La fortune des Belges les plus riches aujourd’hui s’est construite en grande partie grâce à l’exploitation des Congolais.ses, c’est là une vérité que l’establishment ne veut pas reconnaître. Nous ne pouvons comprendre le racisme et lutter contre celui-ci que si nous en prenons conscience. À l’heure actuelle, enseigner l’histoire coloniale à l’école n’est toujours pas obligatoire en Belgique. Il faut mettre à jour les programmes scolaires et il faut que nous confrontions sérieusement notre passé colonial. Et si on enseigne la colonisation, il faut alors mettre l’accent sur la course aux profits qui se cache derrière celle-ci. Expliquer aux jeunes ce qu’est la colonisation ne mettra pas un terme au racisme ni à l’exploitation structurelle des pays du Sud. Il s’agit cependant d’une première étape nécessaire, qui permet d’analyser le problème de fond : un système économique qui est basé sur le profit et l’exploitation.
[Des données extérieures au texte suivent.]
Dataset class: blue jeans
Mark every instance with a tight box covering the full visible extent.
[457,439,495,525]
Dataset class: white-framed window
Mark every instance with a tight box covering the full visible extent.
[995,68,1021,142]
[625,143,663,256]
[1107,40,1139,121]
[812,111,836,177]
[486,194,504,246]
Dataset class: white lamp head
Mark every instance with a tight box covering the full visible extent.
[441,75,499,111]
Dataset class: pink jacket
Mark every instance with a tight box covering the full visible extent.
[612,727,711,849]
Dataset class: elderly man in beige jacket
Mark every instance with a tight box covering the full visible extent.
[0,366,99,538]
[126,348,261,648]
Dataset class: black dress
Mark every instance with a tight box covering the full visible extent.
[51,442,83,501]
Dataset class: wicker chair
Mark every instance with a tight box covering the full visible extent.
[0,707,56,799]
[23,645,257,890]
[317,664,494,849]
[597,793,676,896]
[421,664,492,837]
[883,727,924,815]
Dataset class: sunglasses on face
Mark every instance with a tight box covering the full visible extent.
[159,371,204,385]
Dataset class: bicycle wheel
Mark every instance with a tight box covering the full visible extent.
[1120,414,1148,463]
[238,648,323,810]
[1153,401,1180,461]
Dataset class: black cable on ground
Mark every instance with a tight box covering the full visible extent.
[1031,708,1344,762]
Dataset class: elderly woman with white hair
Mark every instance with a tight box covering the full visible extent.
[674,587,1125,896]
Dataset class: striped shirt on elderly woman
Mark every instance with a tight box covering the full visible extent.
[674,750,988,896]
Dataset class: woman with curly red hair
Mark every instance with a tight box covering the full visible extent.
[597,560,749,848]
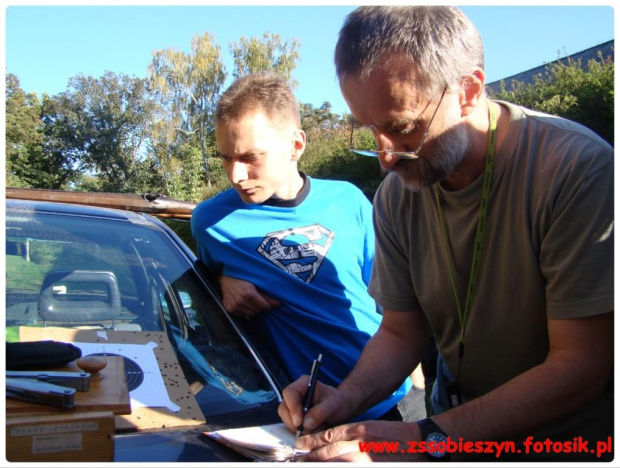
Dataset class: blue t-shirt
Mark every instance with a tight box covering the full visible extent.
[191,177,411,420]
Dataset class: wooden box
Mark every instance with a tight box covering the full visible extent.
[6,411,114,462]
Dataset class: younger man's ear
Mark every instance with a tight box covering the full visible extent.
[293,129,306,161]
[459,68,485,117]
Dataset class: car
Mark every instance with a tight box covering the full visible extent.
[5,189,287,462]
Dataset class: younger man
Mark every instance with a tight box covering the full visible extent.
[192,73,416,419]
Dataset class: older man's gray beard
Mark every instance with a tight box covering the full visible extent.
[391,125,469,192]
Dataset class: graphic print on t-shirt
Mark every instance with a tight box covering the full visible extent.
[257,224,335,283]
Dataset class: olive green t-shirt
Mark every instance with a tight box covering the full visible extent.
[369,102,613,460]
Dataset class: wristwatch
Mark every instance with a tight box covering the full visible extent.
[417,418,450,461]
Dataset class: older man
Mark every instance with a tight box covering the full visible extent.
[280,6,613,461]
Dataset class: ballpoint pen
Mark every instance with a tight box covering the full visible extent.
[293,354,323,460]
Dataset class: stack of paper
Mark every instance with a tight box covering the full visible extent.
[205,423,307,462]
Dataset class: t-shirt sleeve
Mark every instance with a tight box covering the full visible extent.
[540,155,614,319]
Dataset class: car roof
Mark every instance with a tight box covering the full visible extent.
[6,199,155,224]
[6,188,196,220]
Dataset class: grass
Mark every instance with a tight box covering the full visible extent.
[6,255,49,291]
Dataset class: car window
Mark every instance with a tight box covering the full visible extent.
[6,206,278,417]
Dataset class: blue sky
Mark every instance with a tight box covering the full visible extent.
[2,0,615,113]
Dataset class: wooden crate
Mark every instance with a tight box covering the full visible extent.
[6,411,114,462]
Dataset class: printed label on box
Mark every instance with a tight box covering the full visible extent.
[32,432,82,454]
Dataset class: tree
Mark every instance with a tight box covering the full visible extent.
[44,72,152,193]
[228,32,300,89]
[6,74,78,189]
[5,74,43,187]
[149,33,226,185]
[493,52,614,146]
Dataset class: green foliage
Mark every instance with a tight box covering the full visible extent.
[299,126,384,201]
[492,52,614,146]
[43,72,152,193]
[30,242,62,267]
[5,255,49,292]
[228,32,300,89]
[149,33,226,188]
[5,74,68,189]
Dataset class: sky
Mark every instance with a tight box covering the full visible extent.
[2,0,615,113]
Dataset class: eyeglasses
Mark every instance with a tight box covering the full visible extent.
[349,86,448,159]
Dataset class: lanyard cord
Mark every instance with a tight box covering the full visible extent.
[433,102,497,382]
Un autre monde est possible


Sous le capitalisme, l’oppression de certains pays est nécessaire. La domination et l’exploitation sont des éléments vitaux à la survie de ce système. Le développement capitaliste dans les pays du Nord rend l’impérialisme indispensable. Ce dernier sert à compenser partiellement les contradictions inhérentes à ce système. Les matières premières et la force de travail des pays du Sud sont au cœur du système de production capitaliste. Sans cette périphérie, le centre ne peut survivre. C’est dans ce cadre qu’il faut également analyser le sous-développement structurel des pays du Sud. Les conclusions d’une analyse qui ne prendrait pas ce facteur en compte seraient obligatoirement caduques. En outre, nous ne devons pas accepter et nous conformer à cette situation. Samir Amin, un penseur marxiste récemment décédé, nous a mis en garde contre la « capacité du capitalisme à s’adapter aux circonstances ». Nous devons oser penser en dehors de ce cadre et lutter pour un autre monde, un monde dans lequel un pays comme le Congo pourrait disposer en toute souveraineté des richesses immenses dont il dispose. Cette lutte se mène sur plusieurs terrains : la lutte contre la glorification de la colonisation dans le paysage urbain ; la lutte pour un enseignement clair et déconstruit sur le passé colonial dans les écoles ; la lutte contre le néocolonialisme et l’influence persistante de l’Occident dans les pays du Sud ; la lutte contre l’exploitation abusive des multinationales au Congo, un pays où des enfants travaillent encore dans les mines de cobalt ; la lutte contre le racisme et le paternalisme, qui sont encore utilisés aujourd’hui pour justifier le néocolonialisme ; et surtout, la lutte contre un système économique qui se base sur le profit et l’exploitation, qui creuse les inégalités et divise de plus en plus le monde, entre oppresseurs et opprimés.